MONFARED HOLDINGS LTD - Analysis Report

Company Number: 13131233

Analysis Date: 2025-07-20 11:04 UTC

  1. Credit Opinion: DECLINE
    MONFARED HOLDINGS LTD exhibits very weak financial health with net liabilities recorded consistently over the past years. The current and prior year accounts show net current liabilities and negative net assets, indicating the company is technically insolvent. There is no evidence of income generation or operational activity given zero employees and minimal asset base. This raises significant doubts about their ability to service any debt or credit facility.

  2. Financial Strength:
    The balance sheet reflects a micro-entity with negligible assets (£73 current assets) and liabilities exceeding assets (£97 current liabilities), resulting in negative net assets of £24 as of the latest 2024 filing. Shareholders’ funds remain negative or minimal, indicating no retained earnings or capital injection sufficient to strengthen equity. The company’s financial trajectory shows no improvement or growth, maintaining a fragile financial position.
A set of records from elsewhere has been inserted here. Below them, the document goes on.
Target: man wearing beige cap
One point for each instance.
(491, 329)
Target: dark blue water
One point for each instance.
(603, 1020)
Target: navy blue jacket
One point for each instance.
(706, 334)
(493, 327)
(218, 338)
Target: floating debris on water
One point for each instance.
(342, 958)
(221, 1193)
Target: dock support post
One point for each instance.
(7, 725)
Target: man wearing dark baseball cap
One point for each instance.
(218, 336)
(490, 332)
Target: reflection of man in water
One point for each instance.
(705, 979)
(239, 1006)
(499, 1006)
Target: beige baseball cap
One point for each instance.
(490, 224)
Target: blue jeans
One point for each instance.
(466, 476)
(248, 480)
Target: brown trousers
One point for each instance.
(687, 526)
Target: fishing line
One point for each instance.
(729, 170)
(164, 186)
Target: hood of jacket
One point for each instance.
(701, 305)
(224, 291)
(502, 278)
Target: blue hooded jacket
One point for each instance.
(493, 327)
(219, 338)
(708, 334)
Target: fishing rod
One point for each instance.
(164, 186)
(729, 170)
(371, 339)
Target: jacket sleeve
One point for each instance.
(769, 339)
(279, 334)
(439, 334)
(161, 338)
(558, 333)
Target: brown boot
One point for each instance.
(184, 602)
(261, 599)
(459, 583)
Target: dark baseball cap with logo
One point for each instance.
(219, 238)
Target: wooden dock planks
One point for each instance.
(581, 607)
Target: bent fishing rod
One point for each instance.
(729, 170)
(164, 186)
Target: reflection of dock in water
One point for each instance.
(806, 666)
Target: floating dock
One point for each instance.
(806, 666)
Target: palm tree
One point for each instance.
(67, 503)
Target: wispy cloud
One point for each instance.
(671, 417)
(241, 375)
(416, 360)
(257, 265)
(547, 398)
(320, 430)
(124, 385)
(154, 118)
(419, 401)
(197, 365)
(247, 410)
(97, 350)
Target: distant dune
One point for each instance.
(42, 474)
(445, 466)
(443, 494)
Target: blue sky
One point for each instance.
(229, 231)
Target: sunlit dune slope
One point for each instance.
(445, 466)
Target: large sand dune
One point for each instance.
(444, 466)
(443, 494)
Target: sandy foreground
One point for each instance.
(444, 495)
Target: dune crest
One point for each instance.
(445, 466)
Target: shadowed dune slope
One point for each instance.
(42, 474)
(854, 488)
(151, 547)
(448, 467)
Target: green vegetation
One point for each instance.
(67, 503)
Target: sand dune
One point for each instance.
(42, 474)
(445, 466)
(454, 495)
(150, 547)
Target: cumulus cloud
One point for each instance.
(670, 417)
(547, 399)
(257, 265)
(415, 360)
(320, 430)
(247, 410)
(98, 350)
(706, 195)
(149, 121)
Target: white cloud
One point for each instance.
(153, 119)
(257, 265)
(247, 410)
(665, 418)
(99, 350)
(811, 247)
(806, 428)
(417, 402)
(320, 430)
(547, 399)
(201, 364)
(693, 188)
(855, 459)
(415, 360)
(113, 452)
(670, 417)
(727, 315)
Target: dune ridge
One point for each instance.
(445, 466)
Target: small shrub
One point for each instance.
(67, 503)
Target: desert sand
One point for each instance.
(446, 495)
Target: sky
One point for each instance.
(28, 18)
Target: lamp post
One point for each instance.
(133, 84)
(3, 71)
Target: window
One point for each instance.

  3. Cash Flow Assessment:
    The company’s liquidity is extremely limited with current assets well below current liabilities, implying negative working capital. This suggests a lack of cash or liquid resources to cover short-term obligations. The absence of employees and low asset values indicate minimal operational cash flows. The company is at high risk of cash flow insolvency and would struggle to meet payment commitments without external funding.

  4. Monitoring Points:

  • Watch for any capital injections or equity funding improving net assets and liquidity.
  • Monitor future accounts for signs of revenue generation or reduction of current liabilities.
  • Track director changes or related party transactions that might affect financial stability.
  • Review any overdue filings or changes in company status that could indicate distress.